Karen Takizawa (滝沢 カレン, Takizawa Karen) is a Japanese model, tarento and actress. She is represented by the agency Stardust Promotion and was the winner of the Miss Seventeen 2008 grand prix. She was an exclusive model for the fashion magazine JJ.

==Early life ==
Karen Takizawa was born as Marina Takizawa in Tokyo on May 13, 1992. Born to a Ukrainian father and Japanese mother who was a ballerina, her parents divorced before she was born, and she has never met her father. She was raised in a single-parent household and was mainly cared for by her strict maternal grandparents because of her busy mother.

When Takizawa entered elementary school, she experienced xenophobia and was bullied/harassed by other kids because of her foreign background and was often told to "go back to your country!" She was also called names like "Darth Vader" among others due to her tall stature. When she consulted with her grandmother, she was advised to "just fight back because you're big" and "use your inferiority complex as a weapon." She followed her advice and started fighting back against her bullies, and gradually the bullying ceased.

As a teen, she was an avid fan of actress Yuko Takeuchi and wanted to follow in her footsteps to enter the entertainment industry. When she told her family about her aspiration, she was met with strong opposition from her grandmother saying: "If you go into showbiz, I'll cut all ties with you!.". Still, Takizawa was reluctant to give up on her dream; she continued to secretly send resumes to modeling agencies and went out into the city, hoping to be approached by modeling scouts. She was eventually scouted and joined an agency. After her modeling debut, she gradually became estranged from her grandmother and had not spoken to her until her death.

== Career ==
Takizawa was scouted in Shibuya and entered the entertainment industry as a model. She entered and won the Miss Seventeen 2008 grand prix for the fashion magazine Seventeen in 2008 and began activities as an exclusive model. From 2009 to 2010, Takizawa starred in the live action films of Rookies: Graduation and Maria-sama ga Miteru. She currently models for fashion magazines Oggi.

In March 2011, she graduated from high school and from the fashion magazine Seventeen. A month later, she joined JJ as their exclusive model. In 2014, she moved agencies from Groovy Air to Stardust Promotion. Takizawa gained traction as a tarento for her appearance on Dancing Sanma Palace in June 2015, where her unique method of speech and choice of words was noticed. Since then, she has become an active television personality on various programs.
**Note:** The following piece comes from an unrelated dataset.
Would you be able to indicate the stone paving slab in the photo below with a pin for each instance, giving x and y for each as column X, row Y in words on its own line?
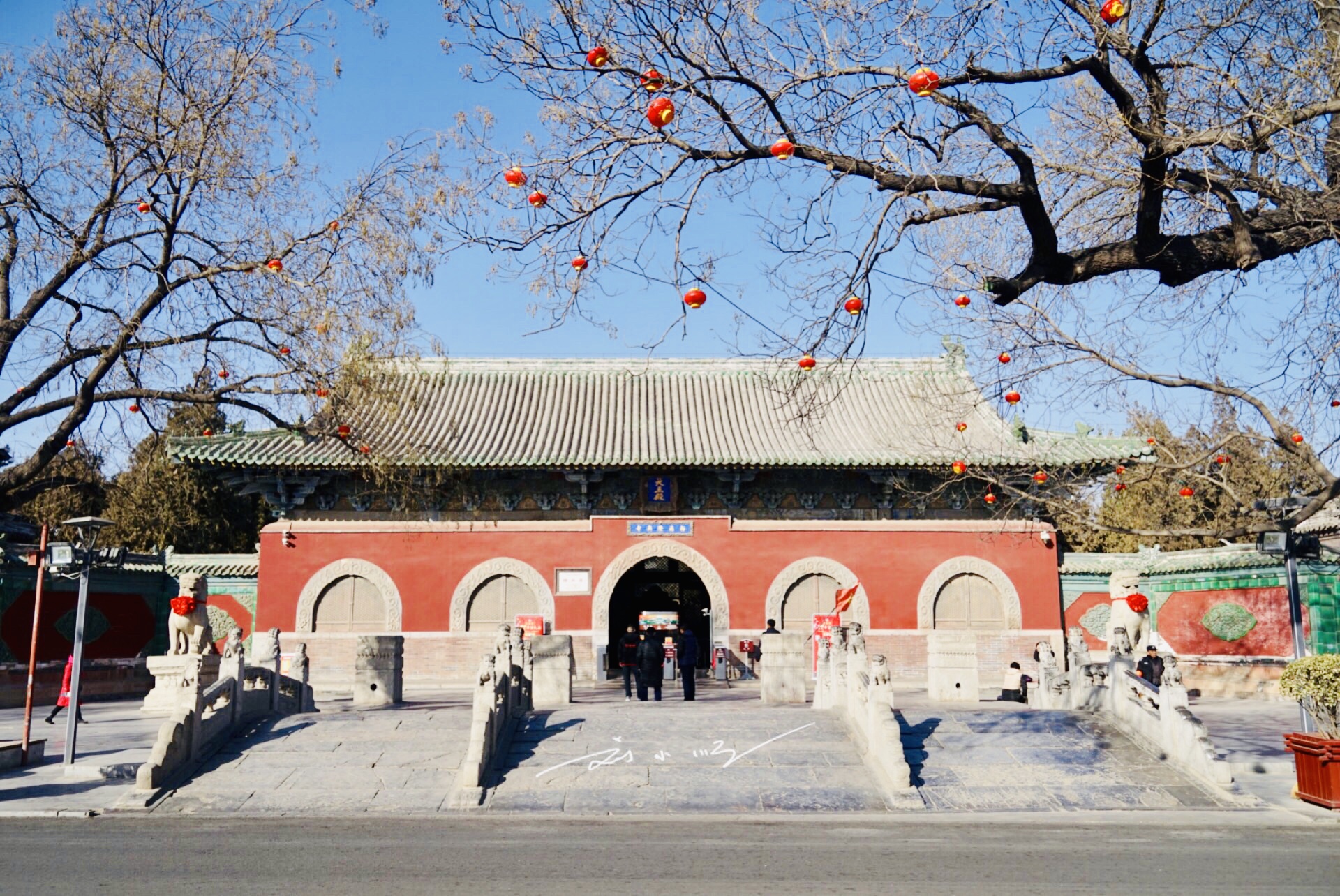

On July 23, 2019, Takizawa graduated from JJ as an exclusive model.

== Personal life ==
On July 4, 2022, Takizawa announced on her Instagram that she has married a non-celebrity man who works in the architecture industry. Takizawa announced through her agency in February 6, 2025, that she is expecting her first child. She gave birth to her first child on August 4.